TITLE:
A Hybrid CNN-LSTM Variational Autoencoder for Treatment Response Prediction in Synthetic Psychiatric Data
AUTHORS:
Rocco de Filippis, Abdullah Al Foysal
KEYWORDS:
Deep Learning, CNN-LSTM, Variational Autoencoder, Treatment Response Prediction, Precision Psychiatry
JOURNAL NAME:
Open Access Library Journal,
Vol.13 No.1,
January
15,
2026
ABSTRACT: Treatment response prediction remains one of the most pressing challenges in precision psychiatry, where patient heterogeneity and complex biomarker interactions limit the reliability of conventional clinical and statistical models. To address this gap, we present a hybrid deep learning framework that integrates Convolutional Neural Networks (CNNs), Long Short-Term Memory networks (LSTMs), and a Variational Autoencoder (VAE) bottleneck for the classification of responder and non-responder groups using synthetic biomarker-inspired and clinical data. The architecture leverages CNN layers to capture localized temporal features, LSTM layers to model sequential dependencies, and the VAE to enforce probabilistic latent representations that improve robustness and generalization. The proposed model achieved consistently perfect performance across multiple evaluation metrics. Classification accuracy reached 100%, while both the area under the Receiver Operating Characteristic curve (AUC) and the average precision (AP) score were 1.0, confirming flawless discriminative ability. Probability estimates were ideally calibrated, yielding a Brier score of 0.000, and threshold-dependent analyses demonstrated stable precision, recall, and F1 scores across a wide range of cutoffs.

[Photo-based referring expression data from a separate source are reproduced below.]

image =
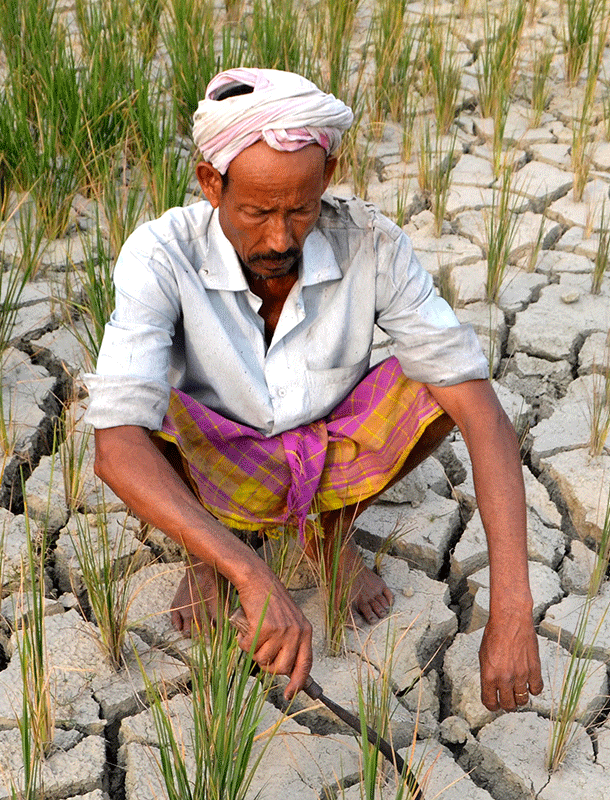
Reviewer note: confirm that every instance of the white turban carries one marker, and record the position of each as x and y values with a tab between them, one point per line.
286	110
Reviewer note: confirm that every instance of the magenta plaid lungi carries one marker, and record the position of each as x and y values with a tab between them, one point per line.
250	481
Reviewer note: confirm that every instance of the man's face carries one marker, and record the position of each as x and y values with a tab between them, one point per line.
270	205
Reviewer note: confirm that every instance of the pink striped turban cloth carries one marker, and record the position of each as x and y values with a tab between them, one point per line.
286	110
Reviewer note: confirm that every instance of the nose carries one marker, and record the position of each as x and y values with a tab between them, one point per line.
279	233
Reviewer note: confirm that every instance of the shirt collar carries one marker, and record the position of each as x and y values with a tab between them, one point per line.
222	270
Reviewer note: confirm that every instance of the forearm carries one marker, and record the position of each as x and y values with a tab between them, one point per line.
500	493
128	461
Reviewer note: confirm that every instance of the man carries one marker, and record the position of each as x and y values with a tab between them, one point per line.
258	308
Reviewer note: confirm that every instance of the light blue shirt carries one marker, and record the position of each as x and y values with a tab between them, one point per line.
185	317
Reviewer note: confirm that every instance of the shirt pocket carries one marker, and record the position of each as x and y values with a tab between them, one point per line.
328	387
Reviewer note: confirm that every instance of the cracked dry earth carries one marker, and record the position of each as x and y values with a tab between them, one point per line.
547	339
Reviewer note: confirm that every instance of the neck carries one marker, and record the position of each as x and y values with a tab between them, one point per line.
272	287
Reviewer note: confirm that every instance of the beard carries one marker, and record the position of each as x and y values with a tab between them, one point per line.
287	263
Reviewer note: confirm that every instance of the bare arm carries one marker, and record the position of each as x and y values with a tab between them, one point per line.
509	650
128	461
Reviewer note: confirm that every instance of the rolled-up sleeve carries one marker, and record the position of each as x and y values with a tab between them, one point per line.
429	341
130	385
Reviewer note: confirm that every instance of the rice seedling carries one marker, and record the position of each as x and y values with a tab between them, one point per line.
582	144
121	201
564	717
75	453
167	173
278	36
500	230
333	26
445	74
325	554
217	760
602	559
397	47
540	92
10	153
435	162
105	575
599	409
356	161
441	183
497	58
374	711
146	16
446	287
188	34
15	276
580	26
95	302
38	705
602	256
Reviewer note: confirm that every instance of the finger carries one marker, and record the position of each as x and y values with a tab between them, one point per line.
506	696
302	668
367	612
176	618
379	608
536	684
489	696
522	697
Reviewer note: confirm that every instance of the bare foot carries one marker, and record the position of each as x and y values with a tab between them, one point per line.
195	603
368	593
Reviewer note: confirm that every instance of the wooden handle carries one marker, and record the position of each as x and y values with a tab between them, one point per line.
239	621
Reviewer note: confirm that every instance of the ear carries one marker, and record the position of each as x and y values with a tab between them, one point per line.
210	181
329	168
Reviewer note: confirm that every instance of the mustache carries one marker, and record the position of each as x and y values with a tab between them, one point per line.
273	255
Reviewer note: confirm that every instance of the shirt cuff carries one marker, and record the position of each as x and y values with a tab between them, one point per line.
125	400
443	358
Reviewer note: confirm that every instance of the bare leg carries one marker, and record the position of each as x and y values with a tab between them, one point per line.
368	592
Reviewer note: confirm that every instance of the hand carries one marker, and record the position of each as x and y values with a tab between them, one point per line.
510	664
283	645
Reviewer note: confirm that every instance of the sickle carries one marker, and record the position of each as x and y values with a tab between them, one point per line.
315	692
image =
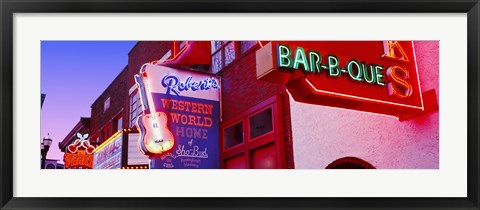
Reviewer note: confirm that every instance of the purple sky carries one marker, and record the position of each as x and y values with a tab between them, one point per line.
73	75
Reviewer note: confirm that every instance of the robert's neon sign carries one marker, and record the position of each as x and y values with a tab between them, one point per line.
396	78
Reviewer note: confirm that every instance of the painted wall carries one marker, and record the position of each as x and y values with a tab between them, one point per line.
322	135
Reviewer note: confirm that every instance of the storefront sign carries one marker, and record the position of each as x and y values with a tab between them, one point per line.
189	104
371	76
79	153
109	154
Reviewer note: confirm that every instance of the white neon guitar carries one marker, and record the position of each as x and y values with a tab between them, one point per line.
155	137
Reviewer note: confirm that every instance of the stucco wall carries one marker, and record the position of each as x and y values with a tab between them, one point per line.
323	134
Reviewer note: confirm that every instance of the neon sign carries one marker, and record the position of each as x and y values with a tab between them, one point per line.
372	76
371	73
175	86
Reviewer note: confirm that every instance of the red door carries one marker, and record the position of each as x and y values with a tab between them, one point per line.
253	138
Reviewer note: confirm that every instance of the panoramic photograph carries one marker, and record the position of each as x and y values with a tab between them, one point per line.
239	104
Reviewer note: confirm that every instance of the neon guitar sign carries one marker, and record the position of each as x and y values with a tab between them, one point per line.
155	137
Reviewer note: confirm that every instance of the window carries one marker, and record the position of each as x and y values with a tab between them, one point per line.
135	108
246	45
254	138
106	104
223	53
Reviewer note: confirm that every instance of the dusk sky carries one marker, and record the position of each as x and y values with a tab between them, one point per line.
73	75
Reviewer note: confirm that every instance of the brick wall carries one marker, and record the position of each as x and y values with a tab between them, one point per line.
118	93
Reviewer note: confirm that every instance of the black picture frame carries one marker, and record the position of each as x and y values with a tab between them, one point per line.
10	7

These results underscore the ability of hybrid deep learning architectures to not only distinguish treatment response groups with high accuracy but also to provide interpretable probability outputs that could support clinical decision-making. Although the findings are based on synthetic data, this study offers a strong proof-of-concept for multimodal predictive modelling in psychiatry. Future work should focus on validating the framework with real-world multimodal datasets, incorporating attention-based interpretability, and adapting the model across diverse patient cohorts to move closer to clinically actionable treatment response prediction.